Melgunof conseilla à Élisabeth d'écrire une pétition à l'Impératrice et d'y expliquer tout ce qu'elle désirait; mais elle n'y consentit pas. Elle écrivit seulement dans sa requête «qu'elle portait à l'Impératrice une reconnaissance d'esclave pour sa grâce suprême, et surtout parce qu'elle les avait confiés au grand homme lieutenant de Sa Majesté Alexis Petrowitsch Melgunof, qu'elle osait déposer sa demande aux pieds de l'Impératrice, et qu'Alexis Petrowitsch l'informerait de ce que contenait la pétition.»

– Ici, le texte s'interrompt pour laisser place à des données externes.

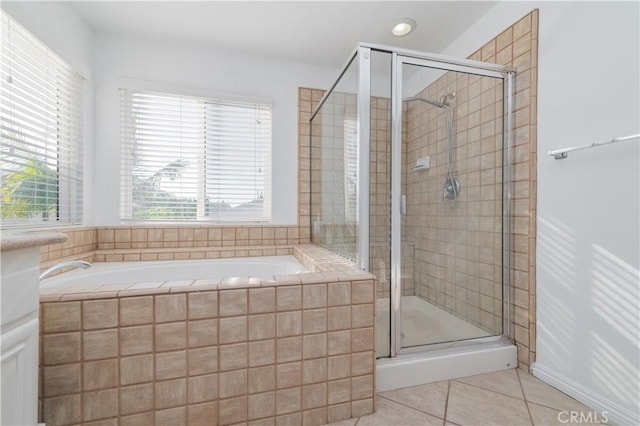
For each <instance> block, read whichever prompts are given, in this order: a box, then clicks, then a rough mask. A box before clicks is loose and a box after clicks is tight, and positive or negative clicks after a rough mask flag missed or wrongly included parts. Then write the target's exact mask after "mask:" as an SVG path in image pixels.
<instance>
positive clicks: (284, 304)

Le dernier jour du séjour de Melgunof chez les princes et princesses, comme il prenait congé d'eux, ils se mirent à pleurer; en le reconduisant ils tombèrent à ses pieds, et la jeune sœur, au nom des autres, le conjura de ne pas oublier sa requête.
VI.
Pendant ce temps, Melgunof avait fait tous les préparatifs pour exécuter les ordres qu'on lui avait donnés. Voyant l'impossibilité de construire un bâtiment sur l'Onéga, Melgunof résolut de confier l'équipement des barques au commandant général du port d'Archangel, le major général Wrangel, sans cependant lui découvrir à quoi elles étaient destinées. On eut bientôt fait une barque de rivière, et au lieu d'un vaisseau neuf, l'Impératrice permit de se servir, pour le transport de la famille de Brunswick, d'une de ses frégates arrivant à Archangel, appelée l'Étoile polaire. Le capitaine Stépanof fut choisi pour la commander; mais comme il était dangereusement malade, Melgunof prit à sa place un officier non moins fidèle et habile, l'ex-capitaine Michel Assenief, président du tribunal civil d'Yaroslaf; il était d'autant plus propre à remplir cette charge qu'il avait fait sur mer plusieurs campagnes, qu'il avait passé quatre fois le cercle polaire et connaissait le lieu où l'on devait envoyer la famille de Brunswick.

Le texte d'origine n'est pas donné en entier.